You can consult Canada's Food Guide for more information on nutrition, as well as other resources such as healthy recipes.

Develop good sleep habits

Good sleep habits lead to better sleep. This, in turn, improves mood, reduces stress and tension, and leaves you feeling more energized and refreshed.

Everyone has different sleep requirements, so use your own internal wisdom to decide how much sleep is right for you. However, good sleep habits are important for everyone.

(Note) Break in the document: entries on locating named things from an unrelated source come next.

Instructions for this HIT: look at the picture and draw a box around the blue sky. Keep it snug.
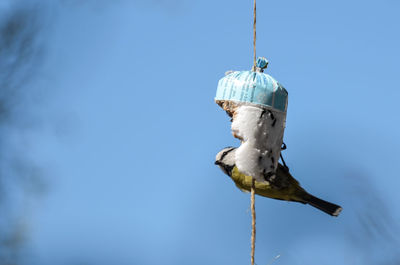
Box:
[0,0,400,265]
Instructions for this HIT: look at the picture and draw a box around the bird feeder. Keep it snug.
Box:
[215,57,288,181]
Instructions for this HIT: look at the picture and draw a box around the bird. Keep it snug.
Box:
[215,147,342,216]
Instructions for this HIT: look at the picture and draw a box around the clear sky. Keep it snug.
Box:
[0,0,400,265]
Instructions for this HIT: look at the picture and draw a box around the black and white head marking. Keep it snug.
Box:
[215,147,236,176]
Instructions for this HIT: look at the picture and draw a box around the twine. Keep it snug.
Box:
[250,178,256,265]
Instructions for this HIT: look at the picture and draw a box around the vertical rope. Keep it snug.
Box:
[250,0,257,265]
[253,0,257,69]
[251,178,256,265]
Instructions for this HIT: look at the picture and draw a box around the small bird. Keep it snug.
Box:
[215,147,342,216]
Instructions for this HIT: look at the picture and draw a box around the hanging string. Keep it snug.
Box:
[253,0,257,70]
[250,0,257,265]
[251,178,256,265]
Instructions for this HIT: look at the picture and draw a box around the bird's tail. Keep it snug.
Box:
[307,195,342,216]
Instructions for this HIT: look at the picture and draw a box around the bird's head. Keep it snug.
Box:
[215,147,236,176]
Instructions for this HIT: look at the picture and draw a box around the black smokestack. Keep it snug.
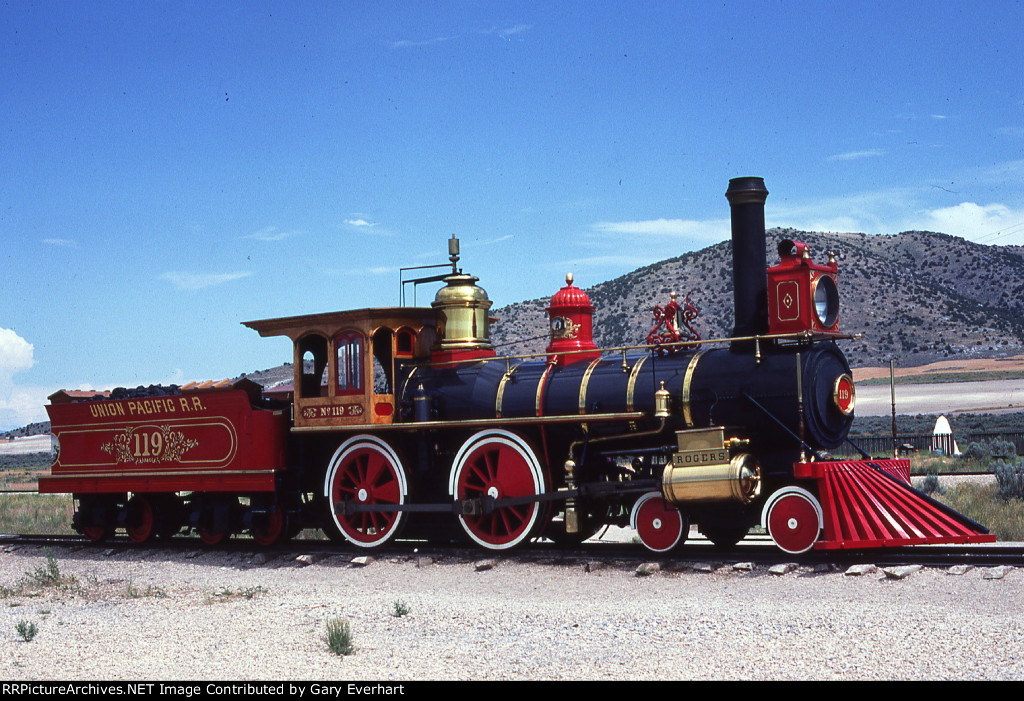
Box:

Try these tips:

  • Do something relaxing, like reading a book or taking a warm bath before going to bed.

  • Avoid caffeine for at least 4 hours before bedtime. Caffeine is found in foods such as chocolate, as well as drinks like coffee, tea, and soft drinks (especially colas).

  • If you are not asleep approximately a half-hour after lying down, get up and do something relaxing until you feel drowsy. Then, go back to bed.

  • Never use your bed for activities other than sleeping and intimacy. For example, don’t lie in bed while eating or watching television. Keep the bed a place for rest.

  • Avoid alcohol in the evening. Even a small amount of alcohol (e.g. a glass of sherry) can later awaken you, and larger amounts of alcohol will interfere with the quality of your sleep.

  • Try the relaxation techniques from the “reduce tension” section of this course, while lying in bed. For example, try visualizing a peaceful, calm scene.

If you still have trouble falling asleep, see your physician. Sometimes this sleeplessness is a sign of depression and will improve when the depression is treated. Sometimes physicians may prescribe a brief course of sleep-aid medication (note: any medication to aid sleeping should only be used for a few days, not on a regular basis).